The class was small, mostly non dancers, eight students in total. During the course of the weekend stories of our bodies unraveled and I witnessed some of the most moving and embodied dances I have seen in a long time. The commitment to each’s dance was very special and it has changed me or found me again? I’m not quite sure yet.
One of the things that stays with me is something that was said by Lian the Tamalpa teacher that;
“Our minds can trick us, but our bodies don’t lie.”
This really helped me with the notion of embodiment, speaking through movement, listening and knowledge held in our bodies.
I am also two weeks into my research. Three different contexts:
• State Primary School
• Special School
• Private Dance School
Already some notable things are being flagged up and sometimes when a child says something or moves the data hits you like a bolt of lightning. One boy in a group discussion was explaining that the reason he enjoyed dance was that he could be free.
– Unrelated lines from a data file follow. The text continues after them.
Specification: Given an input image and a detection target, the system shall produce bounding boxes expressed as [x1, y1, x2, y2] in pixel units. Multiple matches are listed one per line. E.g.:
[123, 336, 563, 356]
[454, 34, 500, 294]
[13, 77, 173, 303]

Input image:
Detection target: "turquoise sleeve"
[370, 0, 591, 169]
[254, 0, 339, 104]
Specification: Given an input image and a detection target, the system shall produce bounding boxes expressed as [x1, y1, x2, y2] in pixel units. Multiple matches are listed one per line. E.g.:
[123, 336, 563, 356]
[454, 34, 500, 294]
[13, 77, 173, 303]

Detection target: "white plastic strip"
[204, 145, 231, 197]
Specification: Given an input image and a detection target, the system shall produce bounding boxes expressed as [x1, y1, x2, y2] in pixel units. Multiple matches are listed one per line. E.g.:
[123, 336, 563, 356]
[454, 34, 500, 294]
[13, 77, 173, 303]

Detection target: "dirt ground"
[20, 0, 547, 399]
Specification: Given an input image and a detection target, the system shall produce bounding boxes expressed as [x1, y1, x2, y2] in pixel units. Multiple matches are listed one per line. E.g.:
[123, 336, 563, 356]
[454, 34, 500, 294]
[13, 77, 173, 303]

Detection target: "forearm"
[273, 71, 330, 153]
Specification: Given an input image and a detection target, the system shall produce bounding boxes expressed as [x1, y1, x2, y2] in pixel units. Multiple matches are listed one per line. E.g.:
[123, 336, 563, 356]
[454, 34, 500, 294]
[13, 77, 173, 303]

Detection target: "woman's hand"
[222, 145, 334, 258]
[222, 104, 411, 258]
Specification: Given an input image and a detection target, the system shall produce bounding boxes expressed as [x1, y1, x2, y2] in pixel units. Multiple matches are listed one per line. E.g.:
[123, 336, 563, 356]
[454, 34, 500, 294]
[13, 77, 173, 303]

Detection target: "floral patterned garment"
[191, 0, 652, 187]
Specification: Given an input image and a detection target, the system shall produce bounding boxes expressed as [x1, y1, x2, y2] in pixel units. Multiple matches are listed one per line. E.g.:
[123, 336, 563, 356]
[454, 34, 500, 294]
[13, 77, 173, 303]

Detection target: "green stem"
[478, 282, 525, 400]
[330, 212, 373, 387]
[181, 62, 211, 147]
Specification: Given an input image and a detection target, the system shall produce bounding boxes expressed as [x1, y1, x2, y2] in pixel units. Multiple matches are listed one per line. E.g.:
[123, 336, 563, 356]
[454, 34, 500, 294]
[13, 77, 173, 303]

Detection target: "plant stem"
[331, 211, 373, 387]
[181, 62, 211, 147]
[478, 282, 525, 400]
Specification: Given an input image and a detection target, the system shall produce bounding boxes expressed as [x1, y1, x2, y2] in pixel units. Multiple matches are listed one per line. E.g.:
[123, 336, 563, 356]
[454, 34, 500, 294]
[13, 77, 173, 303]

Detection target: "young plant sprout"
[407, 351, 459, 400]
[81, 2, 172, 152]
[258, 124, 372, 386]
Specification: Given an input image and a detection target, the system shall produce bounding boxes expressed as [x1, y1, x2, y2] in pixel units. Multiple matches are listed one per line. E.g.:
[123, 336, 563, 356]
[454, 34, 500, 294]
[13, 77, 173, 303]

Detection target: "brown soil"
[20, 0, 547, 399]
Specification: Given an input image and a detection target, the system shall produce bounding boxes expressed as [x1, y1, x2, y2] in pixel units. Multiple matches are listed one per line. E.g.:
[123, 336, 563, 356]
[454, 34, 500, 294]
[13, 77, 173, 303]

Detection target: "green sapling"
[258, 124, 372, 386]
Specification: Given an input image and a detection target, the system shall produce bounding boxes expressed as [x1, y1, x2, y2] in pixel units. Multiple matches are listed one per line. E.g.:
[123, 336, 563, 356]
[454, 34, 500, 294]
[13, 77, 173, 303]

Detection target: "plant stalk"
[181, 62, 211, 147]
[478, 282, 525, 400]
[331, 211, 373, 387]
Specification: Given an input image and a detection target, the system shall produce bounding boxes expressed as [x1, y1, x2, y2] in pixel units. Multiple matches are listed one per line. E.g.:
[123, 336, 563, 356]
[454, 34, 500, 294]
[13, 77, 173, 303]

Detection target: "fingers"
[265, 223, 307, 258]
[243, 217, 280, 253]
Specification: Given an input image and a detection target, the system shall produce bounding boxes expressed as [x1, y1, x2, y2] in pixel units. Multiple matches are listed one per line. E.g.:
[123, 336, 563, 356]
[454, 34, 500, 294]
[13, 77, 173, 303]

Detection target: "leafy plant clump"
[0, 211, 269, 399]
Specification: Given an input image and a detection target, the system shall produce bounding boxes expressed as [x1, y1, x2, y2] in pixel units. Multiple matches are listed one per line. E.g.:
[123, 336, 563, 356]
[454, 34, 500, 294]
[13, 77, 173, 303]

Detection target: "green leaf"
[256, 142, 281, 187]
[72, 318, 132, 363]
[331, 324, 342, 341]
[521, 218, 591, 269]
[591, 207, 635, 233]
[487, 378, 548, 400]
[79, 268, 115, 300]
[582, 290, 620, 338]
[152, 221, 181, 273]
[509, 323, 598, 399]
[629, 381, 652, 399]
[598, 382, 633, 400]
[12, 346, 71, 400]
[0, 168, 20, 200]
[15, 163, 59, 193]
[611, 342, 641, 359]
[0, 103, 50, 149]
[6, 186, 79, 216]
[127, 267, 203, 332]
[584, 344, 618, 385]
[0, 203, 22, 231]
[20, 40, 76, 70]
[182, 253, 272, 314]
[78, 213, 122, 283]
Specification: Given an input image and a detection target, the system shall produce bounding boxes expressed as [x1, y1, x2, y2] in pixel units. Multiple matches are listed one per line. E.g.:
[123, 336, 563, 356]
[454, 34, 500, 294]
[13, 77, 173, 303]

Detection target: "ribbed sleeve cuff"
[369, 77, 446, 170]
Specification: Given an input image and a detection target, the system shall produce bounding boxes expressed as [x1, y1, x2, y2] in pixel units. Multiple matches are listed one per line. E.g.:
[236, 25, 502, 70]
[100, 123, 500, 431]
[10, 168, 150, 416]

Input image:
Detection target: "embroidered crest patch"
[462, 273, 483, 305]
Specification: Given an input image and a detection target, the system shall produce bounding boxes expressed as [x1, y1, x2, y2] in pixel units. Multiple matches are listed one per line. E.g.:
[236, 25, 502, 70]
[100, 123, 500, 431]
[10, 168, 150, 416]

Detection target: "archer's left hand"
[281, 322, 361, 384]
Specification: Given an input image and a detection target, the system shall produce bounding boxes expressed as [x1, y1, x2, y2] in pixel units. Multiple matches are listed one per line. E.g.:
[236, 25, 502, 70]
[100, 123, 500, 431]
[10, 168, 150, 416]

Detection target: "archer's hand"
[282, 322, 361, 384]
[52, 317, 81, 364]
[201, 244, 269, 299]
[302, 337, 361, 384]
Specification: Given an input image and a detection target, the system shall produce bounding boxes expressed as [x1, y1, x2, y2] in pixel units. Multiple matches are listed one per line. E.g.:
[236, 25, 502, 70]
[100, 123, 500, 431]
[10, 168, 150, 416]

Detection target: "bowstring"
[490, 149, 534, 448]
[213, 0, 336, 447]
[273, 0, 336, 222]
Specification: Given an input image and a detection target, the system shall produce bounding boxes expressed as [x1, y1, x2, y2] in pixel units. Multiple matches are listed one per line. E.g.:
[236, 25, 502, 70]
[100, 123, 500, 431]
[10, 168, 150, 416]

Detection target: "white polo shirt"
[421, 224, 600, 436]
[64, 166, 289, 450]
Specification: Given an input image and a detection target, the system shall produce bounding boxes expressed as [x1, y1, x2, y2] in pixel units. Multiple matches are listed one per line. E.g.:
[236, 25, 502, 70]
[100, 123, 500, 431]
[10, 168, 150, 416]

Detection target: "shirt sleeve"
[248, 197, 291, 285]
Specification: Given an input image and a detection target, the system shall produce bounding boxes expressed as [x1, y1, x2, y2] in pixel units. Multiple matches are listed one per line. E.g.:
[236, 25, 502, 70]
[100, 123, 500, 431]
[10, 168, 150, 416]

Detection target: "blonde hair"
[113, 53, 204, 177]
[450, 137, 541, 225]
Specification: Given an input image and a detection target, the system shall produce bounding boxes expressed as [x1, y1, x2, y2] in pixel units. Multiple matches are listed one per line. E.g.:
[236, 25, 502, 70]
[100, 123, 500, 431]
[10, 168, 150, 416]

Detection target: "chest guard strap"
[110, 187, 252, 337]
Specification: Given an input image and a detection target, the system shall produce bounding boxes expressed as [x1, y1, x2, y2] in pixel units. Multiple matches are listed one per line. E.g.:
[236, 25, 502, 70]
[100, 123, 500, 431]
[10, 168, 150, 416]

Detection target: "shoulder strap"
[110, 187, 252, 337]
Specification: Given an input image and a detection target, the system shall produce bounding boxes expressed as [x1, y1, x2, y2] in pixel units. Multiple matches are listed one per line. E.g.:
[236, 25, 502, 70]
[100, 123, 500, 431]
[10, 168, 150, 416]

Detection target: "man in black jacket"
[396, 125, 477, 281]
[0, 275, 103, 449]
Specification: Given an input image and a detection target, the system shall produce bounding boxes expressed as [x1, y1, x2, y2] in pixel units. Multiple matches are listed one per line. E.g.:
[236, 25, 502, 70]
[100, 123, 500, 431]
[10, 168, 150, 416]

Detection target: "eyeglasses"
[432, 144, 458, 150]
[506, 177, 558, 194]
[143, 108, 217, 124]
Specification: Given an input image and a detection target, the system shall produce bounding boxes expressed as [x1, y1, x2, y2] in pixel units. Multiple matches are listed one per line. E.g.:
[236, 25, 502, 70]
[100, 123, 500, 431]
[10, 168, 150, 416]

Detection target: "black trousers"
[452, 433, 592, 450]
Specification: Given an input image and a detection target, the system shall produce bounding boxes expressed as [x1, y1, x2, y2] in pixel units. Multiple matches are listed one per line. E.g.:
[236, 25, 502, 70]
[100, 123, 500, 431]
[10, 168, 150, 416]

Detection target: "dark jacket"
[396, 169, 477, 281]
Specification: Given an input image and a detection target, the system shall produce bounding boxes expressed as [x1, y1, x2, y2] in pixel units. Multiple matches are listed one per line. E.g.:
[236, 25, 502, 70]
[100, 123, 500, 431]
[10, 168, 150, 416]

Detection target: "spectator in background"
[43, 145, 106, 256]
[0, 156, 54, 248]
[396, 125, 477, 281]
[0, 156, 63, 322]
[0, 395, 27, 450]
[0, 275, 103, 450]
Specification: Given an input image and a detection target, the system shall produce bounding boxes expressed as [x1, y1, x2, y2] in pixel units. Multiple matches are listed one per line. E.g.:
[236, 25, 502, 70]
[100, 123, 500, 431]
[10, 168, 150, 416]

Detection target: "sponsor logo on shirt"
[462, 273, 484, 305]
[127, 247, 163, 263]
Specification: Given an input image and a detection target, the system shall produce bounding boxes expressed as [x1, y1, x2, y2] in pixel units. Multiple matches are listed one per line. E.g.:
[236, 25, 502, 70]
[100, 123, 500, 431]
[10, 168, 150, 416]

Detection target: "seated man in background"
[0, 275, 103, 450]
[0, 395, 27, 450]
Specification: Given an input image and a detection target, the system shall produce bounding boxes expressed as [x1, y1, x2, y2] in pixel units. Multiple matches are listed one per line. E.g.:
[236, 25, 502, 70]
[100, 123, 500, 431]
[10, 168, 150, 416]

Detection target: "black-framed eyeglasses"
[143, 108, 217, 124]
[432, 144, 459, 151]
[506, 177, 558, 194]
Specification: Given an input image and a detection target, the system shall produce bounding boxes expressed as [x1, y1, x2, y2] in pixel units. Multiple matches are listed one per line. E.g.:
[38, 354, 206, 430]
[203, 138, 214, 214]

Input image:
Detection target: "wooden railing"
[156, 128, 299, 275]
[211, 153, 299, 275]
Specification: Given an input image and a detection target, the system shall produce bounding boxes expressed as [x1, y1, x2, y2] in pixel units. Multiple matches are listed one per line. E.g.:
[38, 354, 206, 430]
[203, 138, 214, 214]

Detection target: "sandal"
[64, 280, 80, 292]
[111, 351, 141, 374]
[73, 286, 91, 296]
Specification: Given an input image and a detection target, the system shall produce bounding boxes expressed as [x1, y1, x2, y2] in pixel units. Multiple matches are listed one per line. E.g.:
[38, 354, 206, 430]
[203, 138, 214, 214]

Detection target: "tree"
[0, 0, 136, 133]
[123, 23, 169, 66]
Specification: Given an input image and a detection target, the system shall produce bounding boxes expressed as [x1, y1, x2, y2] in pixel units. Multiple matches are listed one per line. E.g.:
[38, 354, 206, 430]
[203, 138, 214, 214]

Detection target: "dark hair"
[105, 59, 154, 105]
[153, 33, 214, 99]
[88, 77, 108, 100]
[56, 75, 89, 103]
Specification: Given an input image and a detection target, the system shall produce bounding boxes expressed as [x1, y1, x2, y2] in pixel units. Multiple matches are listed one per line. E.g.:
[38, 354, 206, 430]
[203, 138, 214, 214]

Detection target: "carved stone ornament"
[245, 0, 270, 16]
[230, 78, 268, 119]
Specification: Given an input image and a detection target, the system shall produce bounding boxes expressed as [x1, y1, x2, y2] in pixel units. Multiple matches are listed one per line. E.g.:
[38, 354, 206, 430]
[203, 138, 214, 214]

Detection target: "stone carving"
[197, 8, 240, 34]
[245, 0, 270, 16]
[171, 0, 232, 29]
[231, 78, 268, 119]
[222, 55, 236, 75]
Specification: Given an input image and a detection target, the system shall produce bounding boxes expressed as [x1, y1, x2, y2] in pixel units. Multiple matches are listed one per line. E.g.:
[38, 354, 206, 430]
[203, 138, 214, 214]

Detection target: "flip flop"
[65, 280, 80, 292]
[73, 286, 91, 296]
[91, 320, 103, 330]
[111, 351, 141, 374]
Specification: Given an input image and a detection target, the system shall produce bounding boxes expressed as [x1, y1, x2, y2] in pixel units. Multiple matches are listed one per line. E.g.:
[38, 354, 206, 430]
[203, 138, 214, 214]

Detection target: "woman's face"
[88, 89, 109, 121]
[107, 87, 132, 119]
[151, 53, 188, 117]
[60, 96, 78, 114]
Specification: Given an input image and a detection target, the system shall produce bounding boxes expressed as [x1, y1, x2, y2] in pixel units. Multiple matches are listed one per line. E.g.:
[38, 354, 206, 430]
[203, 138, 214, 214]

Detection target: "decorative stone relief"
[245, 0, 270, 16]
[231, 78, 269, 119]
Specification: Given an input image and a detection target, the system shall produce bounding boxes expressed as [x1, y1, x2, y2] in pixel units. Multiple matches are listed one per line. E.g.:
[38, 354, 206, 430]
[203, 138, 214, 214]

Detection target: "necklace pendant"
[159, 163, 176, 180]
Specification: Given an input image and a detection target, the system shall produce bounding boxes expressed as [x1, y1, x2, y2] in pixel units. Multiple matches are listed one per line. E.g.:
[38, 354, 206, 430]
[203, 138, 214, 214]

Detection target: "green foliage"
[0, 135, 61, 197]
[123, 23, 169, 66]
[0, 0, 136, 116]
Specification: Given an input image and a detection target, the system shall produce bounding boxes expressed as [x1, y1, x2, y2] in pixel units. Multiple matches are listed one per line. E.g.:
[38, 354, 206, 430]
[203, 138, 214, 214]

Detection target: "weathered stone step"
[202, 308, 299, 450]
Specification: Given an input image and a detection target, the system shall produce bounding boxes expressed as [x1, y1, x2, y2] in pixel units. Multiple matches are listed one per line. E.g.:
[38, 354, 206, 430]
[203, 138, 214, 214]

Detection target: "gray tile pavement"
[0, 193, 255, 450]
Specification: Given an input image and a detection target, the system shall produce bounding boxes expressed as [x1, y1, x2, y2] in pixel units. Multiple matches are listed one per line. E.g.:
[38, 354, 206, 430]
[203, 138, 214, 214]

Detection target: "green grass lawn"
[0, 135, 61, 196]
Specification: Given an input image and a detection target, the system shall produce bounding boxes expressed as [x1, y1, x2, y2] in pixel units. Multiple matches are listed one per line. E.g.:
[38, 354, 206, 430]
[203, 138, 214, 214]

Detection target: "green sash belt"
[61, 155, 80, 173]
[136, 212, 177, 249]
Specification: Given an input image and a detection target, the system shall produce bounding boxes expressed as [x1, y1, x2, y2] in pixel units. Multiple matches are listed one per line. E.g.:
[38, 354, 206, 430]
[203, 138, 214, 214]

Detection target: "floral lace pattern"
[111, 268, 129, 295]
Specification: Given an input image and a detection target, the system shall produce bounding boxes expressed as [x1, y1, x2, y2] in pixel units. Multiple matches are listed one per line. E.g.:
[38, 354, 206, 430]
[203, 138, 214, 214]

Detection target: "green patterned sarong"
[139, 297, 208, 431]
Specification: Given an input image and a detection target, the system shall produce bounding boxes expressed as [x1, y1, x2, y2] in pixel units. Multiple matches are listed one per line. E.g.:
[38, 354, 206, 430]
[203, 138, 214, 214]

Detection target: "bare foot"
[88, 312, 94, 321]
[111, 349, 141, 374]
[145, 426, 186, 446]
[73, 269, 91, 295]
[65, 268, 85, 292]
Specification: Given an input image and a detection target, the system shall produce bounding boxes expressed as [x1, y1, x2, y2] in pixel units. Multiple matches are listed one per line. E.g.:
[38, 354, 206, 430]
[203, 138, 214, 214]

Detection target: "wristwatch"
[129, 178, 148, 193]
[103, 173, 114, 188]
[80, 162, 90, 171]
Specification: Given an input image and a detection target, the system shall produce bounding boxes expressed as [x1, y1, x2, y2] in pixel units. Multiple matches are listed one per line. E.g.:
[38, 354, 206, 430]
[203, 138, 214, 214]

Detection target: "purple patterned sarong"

He went on to give an example of when asked to draw at school they always had to copy a painting or style and what he wanted to do was draw his own feelings. Another girl said (who has an abundance of natural resources when it comes to movement and dance) “Dance is as important as science!”
On the other hand there was a boy who in week one explained he didn’t like dance. So I am interested to see what unravels there. Week 2 and with the setting and situation being a little less unfamiliar he did join in. There has been a great deal of excitement, giggling, shyness, happiness and even angry swearing so emotions are become apparent. I welcome them, which I think the children find bizarre too.
I am really looking forward to connecting with the MAPP community again and wish us all a great term. Really happy we have the opportunity to connect via Skype twice a month also even if it be just to listen sometimes. There I’ve challenged myself!! Speak soon everyone.